Anna pulled her crumpled tee-shirt violently down over her head, emerging with her blonde hair flattened like golden skin against her scalp. She shook it free. ‘And what’s brought this on all of a sudden?’ she asked him. ‘Is it just Tally complaining that she can’t have a horse?’
He shook his head. ‘Not at all. That was coincidental.’
‘What, then?’
He shrugged his broad shoulders. ‘Because I needed to take a long-term view of my affairs, and I realised that there was absolutely no need for me to be based in London any more. Communication systems today mean that I can work from almost anywhere. Plus you know how long it takes me to get to work.’
Anna nodded. He did have a point. The traffic was so heavy in the mornings that Todd had taken to leaving for the office at the crack of dawn, and often he didn’t arrive home until she was putting the triplets to bed. Sometimes even later. No wonder he was always so tired.
And it was no earthly good telling him to cut back on his hours, either, even though he had earned enough to keep them all for several lifetimes. Because the work ethic was deeply ingrained in Todd’s nature, the habit of a lifetime hard to break. Todd worked hard because he was a driven man, and like so many driven men he needed to work hard. Circumstances in his youth had seen to that.
‘Surely we could come to some sort of compromise?’ she suggested, before adding rather irritably, ‘And for goodness’ sake can’t you get up and put some clothes on, Todd? The girls will be back any minute now.’

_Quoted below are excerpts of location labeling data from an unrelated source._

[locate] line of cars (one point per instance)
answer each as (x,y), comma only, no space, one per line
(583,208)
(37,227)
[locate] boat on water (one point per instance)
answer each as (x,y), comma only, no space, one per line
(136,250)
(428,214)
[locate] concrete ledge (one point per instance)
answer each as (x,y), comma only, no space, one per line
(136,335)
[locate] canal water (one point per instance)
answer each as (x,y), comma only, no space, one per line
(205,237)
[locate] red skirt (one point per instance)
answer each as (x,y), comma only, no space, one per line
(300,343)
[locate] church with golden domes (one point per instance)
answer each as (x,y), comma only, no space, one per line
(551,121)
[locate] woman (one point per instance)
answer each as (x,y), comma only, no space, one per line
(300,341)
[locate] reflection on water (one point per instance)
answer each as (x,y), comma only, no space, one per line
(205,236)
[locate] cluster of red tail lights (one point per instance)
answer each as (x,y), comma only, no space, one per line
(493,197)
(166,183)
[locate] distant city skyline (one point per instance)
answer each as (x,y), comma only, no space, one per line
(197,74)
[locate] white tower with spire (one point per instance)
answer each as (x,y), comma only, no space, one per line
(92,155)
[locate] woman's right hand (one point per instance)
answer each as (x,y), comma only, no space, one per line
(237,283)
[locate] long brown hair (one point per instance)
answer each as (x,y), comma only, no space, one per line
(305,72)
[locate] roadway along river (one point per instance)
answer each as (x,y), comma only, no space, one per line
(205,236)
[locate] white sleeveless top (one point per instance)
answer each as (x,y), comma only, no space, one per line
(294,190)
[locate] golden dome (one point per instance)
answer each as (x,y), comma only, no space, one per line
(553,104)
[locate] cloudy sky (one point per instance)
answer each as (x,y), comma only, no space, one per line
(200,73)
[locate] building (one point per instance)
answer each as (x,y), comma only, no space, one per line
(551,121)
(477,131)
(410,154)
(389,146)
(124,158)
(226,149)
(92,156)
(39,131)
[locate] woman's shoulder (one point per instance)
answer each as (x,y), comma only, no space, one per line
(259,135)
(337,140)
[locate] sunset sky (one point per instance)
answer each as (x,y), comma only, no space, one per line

He grinned as he slid off the side of the bed and pulled on a pair of jeans, and Anna found that she couldn’t tear her eyes away from him. He was like a sumptuous feast she couldn’t get enough of, and her fingers were just itching to caress the broad, tanned satin of his bare skin once again.

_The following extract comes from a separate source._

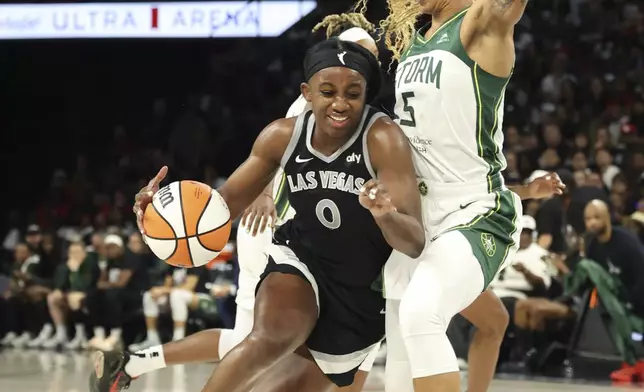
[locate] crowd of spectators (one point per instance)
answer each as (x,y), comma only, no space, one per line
(575,106)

He looked up from buttoning up his shirt and gave her a tender smile. ‘You want us to climb straight back into that bed over there, don’t you, Anna Travers?’

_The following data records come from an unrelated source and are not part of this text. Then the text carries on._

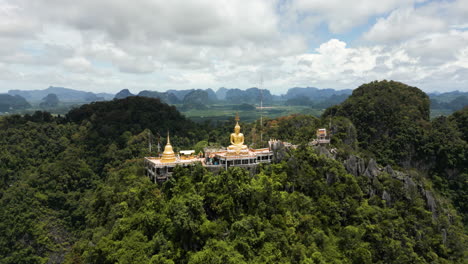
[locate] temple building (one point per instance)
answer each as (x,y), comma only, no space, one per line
(237,154)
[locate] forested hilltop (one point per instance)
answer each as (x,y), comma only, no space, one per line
(393,190)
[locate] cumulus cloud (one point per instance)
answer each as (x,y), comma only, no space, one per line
(342,15)
(403,24)
(108,45)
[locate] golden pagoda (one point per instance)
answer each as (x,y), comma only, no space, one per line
(237,139)
(168,154)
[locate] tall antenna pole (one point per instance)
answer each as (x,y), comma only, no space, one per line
(261,108)
(149,140)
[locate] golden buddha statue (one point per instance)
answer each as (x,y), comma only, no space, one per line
(237,139)
(168,154)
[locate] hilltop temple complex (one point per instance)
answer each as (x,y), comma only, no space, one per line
(237,154)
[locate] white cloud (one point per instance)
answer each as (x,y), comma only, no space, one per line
(154,44)
(403,24)
(342,15)
(78,64)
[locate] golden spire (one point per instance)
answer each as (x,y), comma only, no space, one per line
(168,154)
(237,121)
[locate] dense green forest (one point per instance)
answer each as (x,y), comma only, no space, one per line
(391,188)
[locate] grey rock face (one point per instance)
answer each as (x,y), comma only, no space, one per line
(386,196)
(430,202)
(372,169)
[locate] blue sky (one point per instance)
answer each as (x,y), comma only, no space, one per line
(109,45)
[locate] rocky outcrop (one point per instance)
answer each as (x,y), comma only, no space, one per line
(123,94)
(279,150)
(355,165)
(372,169)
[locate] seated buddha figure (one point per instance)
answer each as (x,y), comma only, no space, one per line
(237,140)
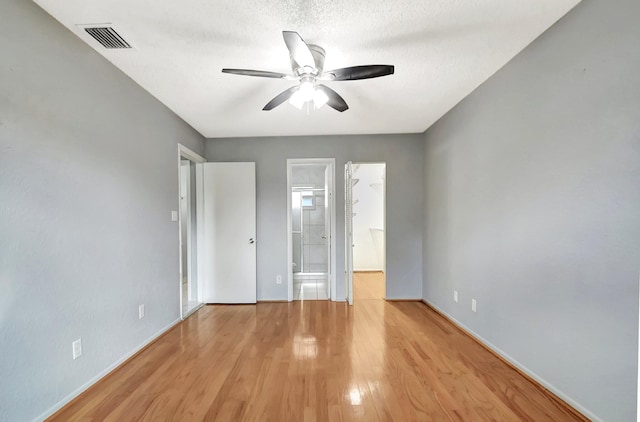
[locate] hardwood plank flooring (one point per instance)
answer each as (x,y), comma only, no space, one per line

Anna coloured. ‘No, I don’t.’
He came over to stand in front of her, and gently lifted her chin with his finger. ‘Don’t be shy, sweetheart. You certainly weren’t being shy a little while back! I wondered what had got into you, until I realised that I had!’
‘Todd!’ Anna bit her lip as she remembered how ruthlessly he had dealt with her clothes, stripping them from her body like a man on fire.
‘There’s nothing wrong with admitting that we still want and need each other, you know,’ he continued softly. ‘I hope that our mutual desire might even escalate as the years go by! And that’s another reason for wanting to move. We may have space here, but we don’t have many rooms. And rooms equal privacy.’
‘Don’t we have enough privacy?’
He shook his head emphatically. ‘Heck, Anna,’ he continued, with the fluency of someone who had thought an argument right through. ‘The girls are right next door to us as it is—so what do you suppose is going to happen as they become teenagers and realise why Mummy is moaning such a lot?’
‘Todd!’ She blushed hotly.
‘Quite apart from having to keep quiet—’ he frowned ‘—I should think our chances of making spontaneous love will continue to be infinitesimally small—that is, unless we decide to do something positive about it!
Anna finished pulling on her leggings and turned on him. ‘And what’s got into you all of a sudden, Todd Travers?’ she demanded. ‘Do you suppose that other men would attempt to uproot their wives and families just so that they could get more sex?’
He had been as tolerant and as understanding as he knew how, but now Todd went pale with anger at her insult. ‘So you think that’s what this is all about?’ he asked, in a voice which was dangerously quiet. ‘Sex?’
‘I don’t know,’ she answered wearily. ‘You tell me. What else could it be? A mid-life crisis? In which case, at thirty-three aren’t you a little young to be experiencing that?’
‘Damned right I am!’ he agreed heatedly. ‘But maybe you’re right. Maybe it is some kind of crisis, only you just haven’t had the time or the inclination to notice it before—’
‘Todd—’ she cut in, as shocked at the brutal look of anger on his face as by the fact that they seemed to be having a pretty significant row. ‘You don’t mean that!’
‘Don’t I?’ he demanded, as fiercely as she’d ever heard him speak. ‘How do you know what I mean? You never listen if it doesn’t happen to correspond with what you want, do you? And it’s about time you heard me out, Anna Travers!’